The end of class was not filled with quite as much laughter. After I handed out the final prizes, which were the focal point of a game we had been playing over the course of the last couple days to practice their English vocabulary, I handed out my postcards with personal notes to each of the kids. They all asked Pastor Romanuik to translate my messages for them, which is something I wasn't exactly counting on, and it got pretty emotional, but we don't need to talk anymore about that. :)

I just got back from the closing service with the children's concert and we had an amazing turn out. We used the larger room (meant for no more then 30) that we had for VBS and we crammed 84 people in. If this had been America, the fire marshal would be disappointed to say the least. All of the kids in my regular group, except two who are on vacation, showed up. I don't mean to sound selfish but I thank God for this because I was able to say one final good bye. To think I said that our previous goodbye was emotional. (I think I will try and do a post about each of my kids, with pictures of course, when I get back to Oregon.) I thought it was odd how attached some of the kids who were in the other classes, that I rarely interacted, got to me, and visa versa.

I will definitely miss all of my kids very much as well as the missionaries Bill and Faith Krug, who I have been staying with. On top of this I have grown pretty close to Pastor Romanuik and his kids; it will be very hard leaving them as well. But as I always say, humans are an extremely resilient kind. It may be hard now, but life will go on to wherever God leads me next, and I will definitely appreciate all the memories I have made in Ukraine. I will update you on my last day in Kiev, my journey home, and of course any reflection on the trip in general that I have when I get back to Oregon. If you want something to look forward to, :) I will be working on a way to get lots of pictures online.

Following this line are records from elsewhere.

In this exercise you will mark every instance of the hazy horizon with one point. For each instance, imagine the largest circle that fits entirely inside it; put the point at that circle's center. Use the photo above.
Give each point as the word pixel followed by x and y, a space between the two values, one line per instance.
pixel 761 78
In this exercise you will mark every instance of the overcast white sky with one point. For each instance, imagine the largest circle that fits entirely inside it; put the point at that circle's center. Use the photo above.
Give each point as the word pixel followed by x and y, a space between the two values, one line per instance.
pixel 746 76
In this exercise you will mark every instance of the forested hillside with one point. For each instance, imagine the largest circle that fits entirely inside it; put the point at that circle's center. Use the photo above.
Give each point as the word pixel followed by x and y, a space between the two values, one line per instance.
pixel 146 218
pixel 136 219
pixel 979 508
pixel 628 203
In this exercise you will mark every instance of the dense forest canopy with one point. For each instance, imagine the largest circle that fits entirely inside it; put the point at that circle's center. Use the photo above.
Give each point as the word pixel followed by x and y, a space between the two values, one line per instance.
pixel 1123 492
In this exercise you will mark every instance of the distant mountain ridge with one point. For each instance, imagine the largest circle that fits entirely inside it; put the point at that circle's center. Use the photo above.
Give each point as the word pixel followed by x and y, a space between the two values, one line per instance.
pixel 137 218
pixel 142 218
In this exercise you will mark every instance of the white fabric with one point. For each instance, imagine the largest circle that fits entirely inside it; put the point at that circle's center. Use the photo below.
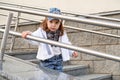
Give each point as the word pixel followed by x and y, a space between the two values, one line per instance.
pixel 42 53
pixel 56 50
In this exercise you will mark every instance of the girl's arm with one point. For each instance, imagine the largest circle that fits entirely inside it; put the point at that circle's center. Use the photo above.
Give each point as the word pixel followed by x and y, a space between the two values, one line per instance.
pixel 24 35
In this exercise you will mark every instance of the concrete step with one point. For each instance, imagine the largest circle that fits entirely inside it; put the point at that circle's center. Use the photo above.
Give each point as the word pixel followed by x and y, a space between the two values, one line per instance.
pixel 76 70
pixel 95 77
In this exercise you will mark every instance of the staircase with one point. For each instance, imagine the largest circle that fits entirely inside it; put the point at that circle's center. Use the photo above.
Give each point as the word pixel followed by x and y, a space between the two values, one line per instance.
pixel 81 72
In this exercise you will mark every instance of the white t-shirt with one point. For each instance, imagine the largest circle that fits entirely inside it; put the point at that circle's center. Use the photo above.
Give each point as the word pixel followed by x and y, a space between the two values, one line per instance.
pixel 56 50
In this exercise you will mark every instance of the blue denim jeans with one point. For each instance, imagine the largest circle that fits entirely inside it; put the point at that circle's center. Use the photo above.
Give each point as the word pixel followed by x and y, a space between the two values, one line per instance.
pixel 55 63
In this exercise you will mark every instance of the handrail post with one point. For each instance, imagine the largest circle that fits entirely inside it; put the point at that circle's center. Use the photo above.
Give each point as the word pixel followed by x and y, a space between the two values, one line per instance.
pixel 4 39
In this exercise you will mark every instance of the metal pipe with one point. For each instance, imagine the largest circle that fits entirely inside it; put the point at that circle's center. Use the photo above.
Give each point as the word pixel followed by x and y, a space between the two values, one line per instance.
pixel 13 37
pixel 4 40
pixel 95 32
pixel 90 52
pixel 87 16
pixel 82 20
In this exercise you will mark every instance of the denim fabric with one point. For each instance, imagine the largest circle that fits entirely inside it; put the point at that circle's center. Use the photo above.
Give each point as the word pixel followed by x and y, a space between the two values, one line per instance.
pixel 55 63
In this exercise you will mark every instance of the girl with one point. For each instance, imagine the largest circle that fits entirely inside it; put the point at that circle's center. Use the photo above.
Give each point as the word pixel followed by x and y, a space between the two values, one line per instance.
pixel 52 56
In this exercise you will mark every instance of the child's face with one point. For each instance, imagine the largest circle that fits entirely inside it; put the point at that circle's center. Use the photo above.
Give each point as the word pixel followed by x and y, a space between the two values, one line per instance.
pixel 53 25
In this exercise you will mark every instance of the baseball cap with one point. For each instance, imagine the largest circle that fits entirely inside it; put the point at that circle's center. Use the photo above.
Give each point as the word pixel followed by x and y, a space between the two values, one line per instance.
pixel 54 11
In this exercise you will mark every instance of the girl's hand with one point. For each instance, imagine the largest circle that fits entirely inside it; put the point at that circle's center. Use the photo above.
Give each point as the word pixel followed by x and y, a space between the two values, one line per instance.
pixel 25 33
pixel 75 54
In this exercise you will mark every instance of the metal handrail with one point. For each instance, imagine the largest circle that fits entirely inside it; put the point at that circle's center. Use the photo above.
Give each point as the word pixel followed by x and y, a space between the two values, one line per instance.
pixel 82 20
pixel 90 52
pixel 80 29
pixel 86 16
pixel 4 40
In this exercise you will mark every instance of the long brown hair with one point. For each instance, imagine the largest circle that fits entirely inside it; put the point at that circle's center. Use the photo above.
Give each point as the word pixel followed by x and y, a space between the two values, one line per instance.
pixel 45 27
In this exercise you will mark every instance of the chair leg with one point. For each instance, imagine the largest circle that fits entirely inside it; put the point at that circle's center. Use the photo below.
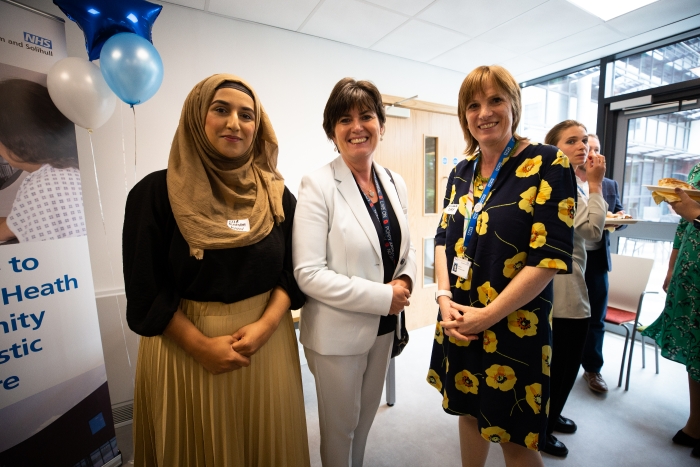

Pray for a safe trip home if you don't mind. Maybe I will be talking to you soon, no? (Here's a practice SAT exam question for you: "no" is to Ukrainians as "eh" is to Canadians. The funny thing is, I am already starting to put a "no?" at the end of my thoughts, even when they are still in my head)

God is Great!
David Knepprath

P.S. Not that it really makes any difference, but I just realized that it is saying I am posting my blogs 10 hours EARLIER then when I actually am posting them. It was set for Pacific Time. I have done most of my writing, and jumping online to post them, either late at night or early in the morning.


Melissa Jo said...

Wow David, that's amazing! I need the Kids would come :) Not just to see you lol but to be in God's presence. I bet you'll be going back to Ukraine some day, you never know with God, he's funny like that. I'll be praying for your trip and all that ensues. Adios -Mel

Mirranda said...

I am glad the final day went so well. I wish you a safe and catatrophe-free trip home. See you soon!